At least 20 sharks were recorded in Mediterranean waters off the Catalan coast last year, a figure that far exceeded previous years.
In 2003 three were seen, in 2004 five were reported and in 2005 and 2006 only two of the fish were found each year.
A report published by the Foundation for the Conservation and Rehabilitation of Marine Animals (CRAM) revealed that among the unusual visitors to the area were a hammerhead shark and several sandbar sharks, one of which was caught and transferred to Barcelona Aquarium last August where it died several days later.
Although there were no reported attacks on bathers, the hammerhead shark (Sphyrna zygaena) , which can grow to four metres, is said to be potentially dangerous to humans.
Four basking sharks were also spotted in the region. The harmless fish can grow to over 12 metres and are common in the Mediterranean, but are not usually found so close to shore.

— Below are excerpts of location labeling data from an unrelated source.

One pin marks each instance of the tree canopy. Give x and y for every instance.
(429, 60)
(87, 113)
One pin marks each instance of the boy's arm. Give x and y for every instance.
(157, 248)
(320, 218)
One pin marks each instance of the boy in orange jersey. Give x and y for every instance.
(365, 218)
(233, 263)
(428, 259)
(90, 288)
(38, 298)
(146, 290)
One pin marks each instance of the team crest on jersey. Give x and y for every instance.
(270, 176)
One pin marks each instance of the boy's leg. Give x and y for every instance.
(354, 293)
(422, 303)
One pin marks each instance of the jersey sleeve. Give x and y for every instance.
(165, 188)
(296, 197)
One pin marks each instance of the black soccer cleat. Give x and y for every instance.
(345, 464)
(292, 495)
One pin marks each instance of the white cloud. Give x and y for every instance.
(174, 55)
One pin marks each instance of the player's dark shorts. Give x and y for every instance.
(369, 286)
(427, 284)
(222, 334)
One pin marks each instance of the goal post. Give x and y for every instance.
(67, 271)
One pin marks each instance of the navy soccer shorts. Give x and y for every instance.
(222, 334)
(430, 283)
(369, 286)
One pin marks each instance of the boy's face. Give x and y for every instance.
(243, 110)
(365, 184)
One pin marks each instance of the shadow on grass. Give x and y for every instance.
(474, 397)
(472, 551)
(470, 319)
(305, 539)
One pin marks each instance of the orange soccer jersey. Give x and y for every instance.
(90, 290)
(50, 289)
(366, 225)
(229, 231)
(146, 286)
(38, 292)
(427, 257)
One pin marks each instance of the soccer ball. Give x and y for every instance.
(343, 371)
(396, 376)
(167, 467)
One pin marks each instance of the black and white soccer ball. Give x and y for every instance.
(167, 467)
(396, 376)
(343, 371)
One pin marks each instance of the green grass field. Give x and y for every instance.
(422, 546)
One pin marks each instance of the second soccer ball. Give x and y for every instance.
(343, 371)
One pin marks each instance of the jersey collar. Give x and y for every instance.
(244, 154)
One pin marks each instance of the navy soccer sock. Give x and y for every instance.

There has also been an increasing number of giant rays recorded in waters off north eastern Spain.
The authors of the report were at a loss to explain why so many sharks and rays had found their way into northern Mediterranean waters when their usual habitat was to the east and south.
“Although the appearance of some of the species can be regarded as rare or exceptional there is insufficient data to establish a relationship between events and changes in weather patterns,” the report said.
But scientists have in the past suggested that warmer waters and altering marine currents caused by climate change are in part to blame for a shift in species behaviour in the region.
One such change is the now regular invasion of jellyfish that plague Spanish beaches each summer.